En recherche constante de reliques ferroviaires, Maxime Drouet fournit au patrimoine du graffiti des preuves tangibles. C’est bien plus que de la peinture et les dépôts de trains se font cathédrales.

Pérégrin insatiable, dépassé par la force de ses propres pulsions, Maxime est rattrapé brutalement par les démons judiciaires. En 2011, son support de prédilection s’évanouit avec sa liberté de peindre, il s’agit alors de survivre à sa passion.
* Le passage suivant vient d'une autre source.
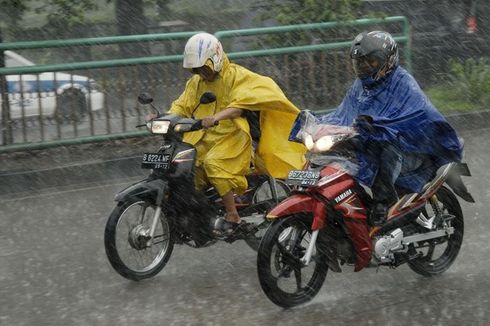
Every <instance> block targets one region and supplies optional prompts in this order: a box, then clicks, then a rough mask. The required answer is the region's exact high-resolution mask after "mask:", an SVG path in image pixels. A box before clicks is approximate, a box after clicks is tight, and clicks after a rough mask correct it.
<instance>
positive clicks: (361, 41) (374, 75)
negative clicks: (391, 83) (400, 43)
mask: <svg viewBox="0 0 490 326" xmlns="http://www.w3.org/2000/svg"><path fill="white" fill-rule="evenodd" d="M350 57H351V59H352V65H353V66H354V72H355V73H356V75H357V77H359V78H360V79H366V78H369V77H371V78H372V79H374V80H379V79H380V78H382V77H384V76H386V75H387V74H388V73H389V72H390V71H392V70H393V69H394V68H396V67H397V66H398V63H399V57H398V45H397V44H396V42H395V40H394V39H393V37H392V36H391V35H390V34H389V33H387V32H381V31H373V32H362V33H361V34H359V35H357V36H356V38H355V39H354V41H353V42H352V47H351V49H350Z"/></svg>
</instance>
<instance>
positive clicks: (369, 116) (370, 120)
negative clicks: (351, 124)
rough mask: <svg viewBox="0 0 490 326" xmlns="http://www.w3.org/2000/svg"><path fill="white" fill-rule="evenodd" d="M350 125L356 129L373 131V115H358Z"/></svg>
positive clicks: (373, 129)
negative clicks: (371, 116) (370, 115)
mask: <svg viewBox="0 0 490 326" xmlns="http://www.w3.org/2000/svg"><path fill="white" fill-rule="evenodd" d="M352 126H353V127H354V128H355V129H356V130H358V131H367V132H371V131H374V128H373V117H371V116H369V115H364V114H362V115H359V116H357V118H356V119H355V120H354V122H353V123H352Z"/></svg>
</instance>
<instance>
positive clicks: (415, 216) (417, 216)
mask: <svg viewBox="0 0 490 326" xmlns="http://www.w3.org/2000/svg"><path fill="white" fill-rule="evenodd" d="M420 212H421V209H417V210H416V211H412V212H408V213H407V214H404V215H400V216H398V217H395V218H393V219H391V220H389V221H388V222H386V223H385V224H383V226H382V227H381V228H380V230H379V231H378V232H379V233H388V232H390V231H393V230H395V229H397V228H401V227H403V226H405V225H407V224H409V223H411V222H413V221H414V220H415V219H416V218H417V217H418V216H419V214H420Z"/></svg>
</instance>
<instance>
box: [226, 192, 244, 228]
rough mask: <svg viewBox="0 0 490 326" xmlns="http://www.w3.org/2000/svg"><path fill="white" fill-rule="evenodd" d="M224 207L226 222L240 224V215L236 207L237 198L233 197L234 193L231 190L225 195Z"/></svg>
mask: <svg viewBox="0 0 490 326" xmlns="http://www.w3.org/2000/svg"><path fill="white" fill-rule="evenodd" d="M222 198H223V205H224V206H225V210H226V216H225V220H226V221H228V222H232V223H239V222H240V215H238V211H237V209H236V206H235V198H234V196H233V191H232V190H230V191H228V192H227V193H226V194H224V195H223V197H222Z"/></svg>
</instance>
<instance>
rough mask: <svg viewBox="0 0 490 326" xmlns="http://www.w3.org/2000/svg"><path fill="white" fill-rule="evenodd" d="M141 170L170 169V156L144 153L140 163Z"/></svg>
mask: <svg viewBox="0 0 490 326" xmlns="http://www.w3.org/2000/svg"><path fill="white" fill-rule="evenodd" d="M141 167H142V168H143V169H163V170H166V169H168V168H169V167H170V154H163V153H145V154H144V155H143V160H142V162H141Z"/></svg>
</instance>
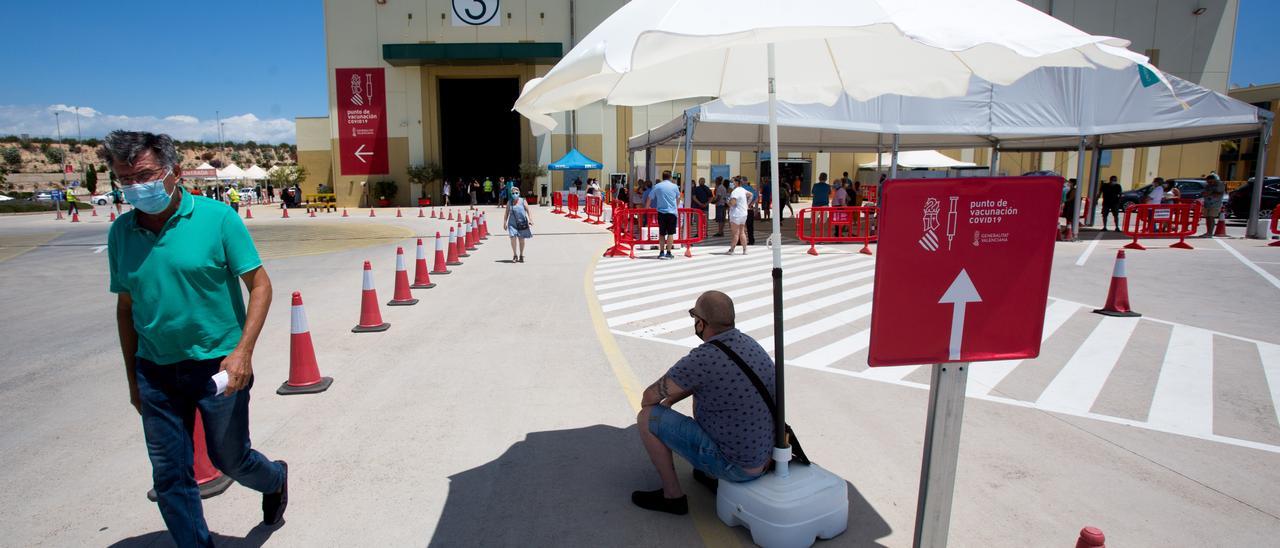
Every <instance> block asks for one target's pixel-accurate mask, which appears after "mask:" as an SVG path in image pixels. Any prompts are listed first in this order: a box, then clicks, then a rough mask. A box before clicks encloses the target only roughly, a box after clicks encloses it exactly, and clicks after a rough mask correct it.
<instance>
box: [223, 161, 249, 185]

Forcé de recadrer sa pratique, la découverte d’un cimetière de rames abandonnées devient pour lui le théâtre d’une résurrection, l’arène de ses vengeances, le tribunal de ses pulsions créatrices. Dans la discrétion, Maxime peint des panels dans le style qui lui est propre, naïf, scénarisé, et cynique. Des heures durant et à ciel ouvert, il travaille cette matière première, y dépose ses émotions et ses états d’âmes, sans se laisser impressionner par le nombre important de wagons à peindre, à photographier puis à désosser. Mais il lui serait impossible de s’arrêter là. Mordre dans la chair de ces trains constitue l’étape suivante, cruciale plus que cruelle. En décrochant une à une les vitres peintes sur toutes leurs surfaces, plus que jamais, Maxime érige d’uniques reliques du graffiti, mais pas que : objets d’un patrimoine ferroviaire révolu, les différents stickers aux messages préventifs sont conservés tels quels, aussi attendrissants par leurs graphismes vieillots qu’insignifiants. Attendri par le moindre détail, même les dates consciencieusement gravées, retiennent toute son attention et son admiration. Habité par la persévérance, Maxime emporte avec lui des fragments de souvenirs, la mise à nue de ses secrets soufflés par la bombe de peinture, la rudesse d’un acte aussi lourd de sens que de poids.

Plaidoiries pour une vision plus tendre du graffiti, le fil d’ariane de l’oeuvre de Maxime Drouet tient du simple fait de la paroi de ces trains, une matérialisation de la dualité qui l’anime : ambiguïté de l’éphémérité de l’acte face à la pérennité du support, de l’aspect illégal face à une présence en galerie, d’un art omniprésent dans le monde et pourtant si confidentiel, sans oublier qu’il est aussi question des rapports entre la lumière et l’obscurité, et si tout est une question de point de vue, l’oeuvre n’en reste pas moins tout: frontale et entière d’un côté (à l’extérieur), suggérée et partielle (à l’intérieur). Vitraux d’un nouveau genre, ils nous enseignent sur l’imprévisibilité des formes artistiques dans nos sociétés contemporaines. Dans tous les cas, Maxime Drouet livre une intention des plus sincères, offrant une immersion dans l’antre très secret du plus sacré des supports graffitis.